With these rough and tumble guys on Joe’s trail, he returns to collect the money, only to find that both Nick and the package have mysteriously disappeared (with him having sold the bar). Will Joe be able to evade capture while playing amateur detective? Will he be able to track the elusive bartender? And, what will his wife think when she finally discovers where he’s been while she is in labor?
An interesting mix of almost documentary-like depictions of life on the side streets of New York City fused with a police procedural narration utilizing ultra-stylized visuals, the central car chase is unlike anything seen at the time. Roaring through the maze-like roadways of the city, Mann takes the camera everywhere from thirty plus stories all the way down to hip height to capture the action. Bookending this with tense journeys into moody bars, pigeon-filled rooftops, seedy motels, low lit slum housing, it’s hard to argue that seeing this long gone part of New York City is worth the price of admission alone.

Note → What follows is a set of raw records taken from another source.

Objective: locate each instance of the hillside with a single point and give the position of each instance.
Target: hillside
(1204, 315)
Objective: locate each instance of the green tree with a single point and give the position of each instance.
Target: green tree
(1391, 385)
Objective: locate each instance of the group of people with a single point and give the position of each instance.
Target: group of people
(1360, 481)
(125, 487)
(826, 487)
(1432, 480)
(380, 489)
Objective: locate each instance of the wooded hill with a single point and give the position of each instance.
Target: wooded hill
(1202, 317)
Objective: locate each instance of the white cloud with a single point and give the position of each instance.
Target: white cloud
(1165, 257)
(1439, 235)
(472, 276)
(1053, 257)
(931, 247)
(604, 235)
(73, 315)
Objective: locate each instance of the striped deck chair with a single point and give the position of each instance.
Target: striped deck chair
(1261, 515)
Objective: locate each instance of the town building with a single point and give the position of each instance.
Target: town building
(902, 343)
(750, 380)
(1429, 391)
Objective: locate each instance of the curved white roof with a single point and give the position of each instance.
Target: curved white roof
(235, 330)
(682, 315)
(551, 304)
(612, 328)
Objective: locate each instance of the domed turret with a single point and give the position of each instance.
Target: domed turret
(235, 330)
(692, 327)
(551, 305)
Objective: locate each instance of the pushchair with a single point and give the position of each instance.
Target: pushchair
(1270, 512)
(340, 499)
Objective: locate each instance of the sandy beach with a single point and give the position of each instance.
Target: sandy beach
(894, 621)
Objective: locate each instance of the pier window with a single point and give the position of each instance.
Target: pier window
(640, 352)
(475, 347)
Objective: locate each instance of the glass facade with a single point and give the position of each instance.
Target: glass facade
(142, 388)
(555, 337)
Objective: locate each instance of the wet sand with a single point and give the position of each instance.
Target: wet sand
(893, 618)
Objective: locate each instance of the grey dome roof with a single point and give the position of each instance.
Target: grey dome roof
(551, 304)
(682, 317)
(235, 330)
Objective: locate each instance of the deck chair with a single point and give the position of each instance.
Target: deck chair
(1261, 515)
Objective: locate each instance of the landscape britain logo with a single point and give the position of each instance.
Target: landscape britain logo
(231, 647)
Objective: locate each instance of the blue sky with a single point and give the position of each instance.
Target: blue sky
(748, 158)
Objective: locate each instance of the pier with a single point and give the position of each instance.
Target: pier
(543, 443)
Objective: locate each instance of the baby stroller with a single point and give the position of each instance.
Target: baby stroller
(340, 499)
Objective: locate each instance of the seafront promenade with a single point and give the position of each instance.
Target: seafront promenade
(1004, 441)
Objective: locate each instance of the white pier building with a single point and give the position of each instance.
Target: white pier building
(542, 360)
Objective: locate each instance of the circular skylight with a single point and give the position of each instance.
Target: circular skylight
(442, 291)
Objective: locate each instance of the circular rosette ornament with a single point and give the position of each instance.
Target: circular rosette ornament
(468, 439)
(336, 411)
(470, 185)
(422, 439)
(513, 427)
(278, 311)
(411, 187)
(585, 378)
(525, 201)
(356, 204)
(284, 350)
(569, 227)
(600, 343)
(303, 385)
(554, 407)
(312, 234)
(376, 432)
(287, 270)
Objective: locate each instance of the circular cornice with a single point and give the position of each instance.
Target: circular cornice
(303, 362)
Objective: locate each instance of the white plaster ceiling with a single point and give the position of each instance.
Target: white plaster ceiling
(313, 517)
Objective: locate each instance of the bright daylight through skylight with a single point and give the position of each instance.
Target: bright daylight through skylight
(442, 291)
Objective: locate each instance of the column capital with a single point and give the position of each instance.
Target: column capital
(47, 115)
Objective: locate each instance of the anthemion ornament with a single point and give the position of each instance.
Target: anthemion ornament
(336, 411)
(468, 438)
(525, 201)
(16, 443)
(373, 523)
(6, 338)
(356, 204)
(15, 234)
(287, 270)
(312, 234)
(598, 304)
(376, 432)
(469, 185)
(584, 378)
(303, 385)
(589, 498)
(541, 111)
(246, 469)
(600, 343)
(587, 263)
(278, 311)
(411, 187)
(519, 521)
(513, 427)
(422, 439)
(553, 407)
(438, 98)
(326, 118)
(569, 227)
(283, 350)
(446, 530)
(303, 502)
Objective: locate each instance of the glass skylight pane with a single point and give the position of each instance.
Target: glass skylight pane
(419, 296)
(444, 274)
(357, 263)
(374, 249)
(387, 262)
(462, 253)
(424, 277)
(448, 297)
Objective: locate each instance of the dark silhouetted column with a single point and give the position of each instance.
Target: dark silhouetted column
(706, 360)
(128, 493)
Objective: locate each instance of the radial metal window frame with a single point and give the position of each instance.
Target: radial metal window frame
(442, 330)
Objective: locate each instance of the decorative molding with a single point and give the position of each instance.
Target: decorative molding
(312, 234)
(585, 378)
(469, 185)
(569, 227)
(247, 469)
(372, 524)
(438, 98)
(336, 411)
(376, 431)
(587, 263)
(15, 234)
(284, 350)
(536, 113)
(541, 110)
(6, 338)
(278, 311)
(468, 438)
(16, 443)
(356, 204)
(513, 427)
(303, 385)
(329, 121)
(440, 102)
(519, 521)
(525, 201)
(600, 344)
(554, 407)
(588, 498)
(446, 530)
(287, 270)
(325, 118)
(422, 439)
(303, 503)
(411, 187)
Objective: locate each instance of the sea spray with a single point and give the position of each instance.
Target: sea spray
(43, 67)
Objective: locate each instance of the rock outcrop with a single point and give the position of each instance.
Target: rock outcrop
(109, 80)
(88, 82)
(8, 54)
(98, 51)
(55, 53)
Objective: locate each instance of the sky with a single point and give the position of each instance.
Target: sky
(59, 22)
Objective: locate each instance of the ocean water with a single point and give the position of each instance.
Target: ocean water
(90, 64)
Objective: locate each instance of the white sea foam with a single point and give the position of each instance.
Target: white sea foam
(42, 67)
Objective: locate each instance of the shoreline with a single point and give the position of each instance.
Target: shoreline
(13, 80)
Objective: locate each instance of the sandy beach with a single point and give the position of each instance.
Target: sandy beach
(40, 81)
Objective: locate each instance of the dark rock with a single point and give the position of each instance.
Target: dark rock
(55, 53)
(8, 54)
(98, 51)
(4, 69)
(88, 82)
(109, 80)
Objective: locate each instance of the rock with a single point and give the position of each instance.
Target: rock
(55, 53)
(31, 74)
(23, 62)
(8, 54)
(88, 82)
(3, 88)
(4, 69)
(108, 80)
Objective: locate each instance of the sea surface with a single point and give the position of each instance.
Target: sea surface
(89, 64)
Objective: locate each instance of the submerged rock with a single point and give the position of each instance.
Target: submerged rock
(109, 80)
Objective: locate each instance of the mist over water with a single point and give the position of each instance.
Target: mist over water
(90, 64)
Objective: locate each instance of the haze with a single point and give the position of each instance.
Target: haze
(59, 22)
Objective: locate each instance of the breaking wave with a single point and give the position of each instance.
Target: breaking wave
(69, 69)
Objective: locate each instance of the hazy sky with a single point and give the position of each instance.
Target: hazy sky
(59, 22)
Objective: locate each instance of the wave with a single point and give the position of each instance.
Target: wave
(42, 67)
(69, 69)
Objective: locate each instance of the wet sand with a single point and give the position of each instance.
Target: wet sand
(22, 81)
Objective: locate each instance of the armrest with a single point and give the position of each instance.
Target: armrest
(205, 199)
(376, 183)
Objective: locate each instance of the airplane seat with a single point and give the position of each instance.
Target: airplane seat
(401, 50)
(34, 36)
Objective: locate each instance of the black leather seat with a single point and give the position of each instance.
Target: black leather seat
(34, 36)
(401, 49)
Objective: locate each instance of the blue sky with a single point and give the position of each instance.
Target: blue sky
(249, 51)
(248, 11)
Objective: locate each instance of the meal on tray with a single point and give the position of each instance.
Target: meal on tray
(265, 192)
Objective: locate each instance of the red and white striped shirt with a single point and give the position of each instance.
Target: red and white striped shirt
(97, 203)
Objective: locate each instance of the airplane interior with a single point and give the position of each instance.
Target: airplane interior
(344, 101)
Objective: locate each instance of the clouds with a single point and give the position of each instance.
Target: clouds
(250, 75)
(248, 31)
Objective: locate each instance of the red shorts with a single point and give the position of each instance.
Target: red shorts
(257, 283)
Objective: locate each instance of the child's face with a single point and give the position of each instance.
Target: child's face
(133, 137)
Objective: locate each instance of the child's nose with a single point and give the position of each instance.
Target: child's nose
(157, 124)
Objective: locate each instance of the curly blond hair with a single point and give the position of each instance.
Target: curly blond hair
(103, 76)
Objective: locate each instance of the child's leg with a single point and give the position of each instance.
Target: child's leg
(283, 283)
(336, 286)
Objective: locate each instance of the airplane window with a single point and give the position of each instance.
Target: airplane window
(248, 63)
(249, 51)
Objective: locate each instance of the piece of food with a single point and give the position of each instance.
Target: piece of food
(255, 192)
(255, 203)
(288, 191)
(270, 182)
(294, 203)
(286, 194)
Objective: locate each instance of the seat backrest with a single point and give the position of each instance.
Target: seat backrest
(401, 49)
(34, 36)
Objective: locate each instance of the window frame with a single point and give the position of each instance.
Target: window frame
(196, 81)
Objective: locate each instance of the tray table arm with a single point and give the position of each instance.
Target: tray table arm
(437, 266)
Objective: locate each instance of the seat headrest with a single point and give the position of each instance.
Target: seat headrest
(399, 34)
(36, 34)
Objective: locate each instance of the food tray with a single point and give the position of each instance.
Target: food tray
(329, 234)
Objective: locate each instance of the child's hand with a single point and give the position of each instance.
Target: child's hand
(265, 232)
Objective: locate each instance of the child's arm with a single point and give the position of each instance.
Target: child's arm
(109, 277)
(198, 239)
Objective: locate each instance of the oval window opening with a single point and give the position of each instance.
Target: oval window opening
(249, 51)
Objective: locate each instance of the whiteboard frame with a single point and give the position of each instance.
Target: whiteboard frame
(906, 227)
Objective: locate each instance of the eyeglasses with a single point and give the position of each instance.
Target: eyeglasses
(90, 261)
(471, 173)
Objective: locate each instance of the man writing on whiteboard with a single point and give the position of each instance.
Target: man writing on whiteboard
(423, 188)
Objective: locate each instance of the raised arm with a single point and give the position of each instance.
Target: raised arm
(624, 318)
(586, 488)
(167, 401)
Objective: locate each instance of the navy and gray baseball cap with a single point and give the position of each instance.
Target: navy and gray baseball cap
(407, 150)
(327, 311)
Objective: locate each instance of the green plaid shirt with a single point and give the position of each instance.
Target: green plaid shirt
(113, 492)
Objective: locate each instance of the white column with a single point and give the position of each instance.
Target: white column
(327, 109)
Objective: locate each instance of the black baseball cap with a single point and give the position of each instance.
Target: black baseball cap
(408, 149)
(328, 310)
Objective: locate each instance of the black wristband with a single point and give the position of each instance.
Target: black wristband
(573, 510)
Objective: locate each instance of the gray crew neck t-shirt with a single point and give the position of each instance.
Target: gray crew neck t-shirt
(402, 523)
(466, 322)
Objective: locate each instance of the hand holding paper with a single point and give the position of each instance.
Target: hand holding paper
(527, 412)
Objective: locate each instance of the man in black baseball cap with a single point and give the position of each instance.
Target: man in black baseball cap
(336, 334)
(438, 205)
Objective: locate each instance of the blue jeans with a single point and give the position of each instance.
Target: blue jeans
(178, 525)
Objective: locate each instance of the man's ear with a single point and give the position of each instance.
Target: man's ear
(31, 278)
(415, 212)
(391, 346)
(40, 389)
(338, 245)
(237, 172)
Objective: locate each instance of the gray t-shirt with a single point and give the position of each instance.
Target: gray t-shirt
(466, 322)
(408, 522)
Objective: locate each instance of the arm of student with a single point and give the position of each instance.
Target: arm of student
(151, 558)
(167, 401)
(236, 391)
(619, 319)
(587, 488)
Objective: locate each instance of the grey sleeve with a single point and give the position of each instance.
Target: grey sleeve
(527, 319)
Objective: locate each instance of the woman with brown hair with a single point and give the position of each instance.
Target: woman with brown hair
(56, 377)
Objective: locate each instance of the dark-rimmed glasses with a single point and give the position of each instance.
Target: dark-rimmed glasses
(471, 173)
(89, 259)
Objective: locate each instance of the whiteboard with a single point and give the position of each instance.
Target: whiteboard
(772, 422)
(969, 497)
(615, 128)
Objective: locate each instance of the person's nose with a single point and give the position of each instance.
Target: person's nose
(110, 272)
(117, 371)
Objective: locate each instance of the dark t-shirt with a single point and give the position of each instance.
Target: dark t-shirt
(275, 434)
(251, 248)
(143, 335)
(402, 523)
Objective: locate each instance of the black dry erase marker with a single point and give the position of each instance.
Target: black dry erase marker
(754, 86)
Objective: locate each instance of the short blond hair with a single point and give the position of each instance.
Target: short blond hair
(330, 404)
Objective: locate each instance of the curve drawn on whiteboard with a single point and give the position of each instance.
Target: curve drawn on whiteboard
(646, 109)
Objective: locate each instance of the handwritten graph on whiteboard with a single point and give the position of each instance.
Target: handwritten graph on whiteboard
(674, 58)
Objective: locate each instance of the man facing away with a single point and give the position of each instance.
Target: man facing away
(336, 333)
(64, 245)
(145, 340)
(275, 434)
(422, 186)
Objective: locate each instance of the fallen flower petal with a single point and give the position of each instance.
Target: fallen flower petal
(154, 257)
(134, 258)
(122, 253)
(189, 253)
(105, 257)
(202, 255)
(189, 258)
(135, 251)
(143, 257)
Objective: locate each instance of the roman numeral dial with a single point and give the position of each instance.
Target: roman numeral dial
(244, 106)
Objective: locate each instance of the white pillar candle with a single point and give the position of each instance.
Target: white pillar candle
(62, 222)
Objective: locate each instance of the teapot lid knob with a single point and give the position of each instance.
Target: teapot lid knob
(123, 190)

Anthony Manns’s final noir before moving onto other genres (often the western), Side Street ably shows off the more cynical side of post-war New York City. With Granger at his nervous best, some memorable femme fatales, and some of the most striking visuals of the Big Apple you’ll ever see, this is a noir worth experiencing. So, discover if Joe should shoot for the moon, or if those star-crossed gangsters are gonna get him.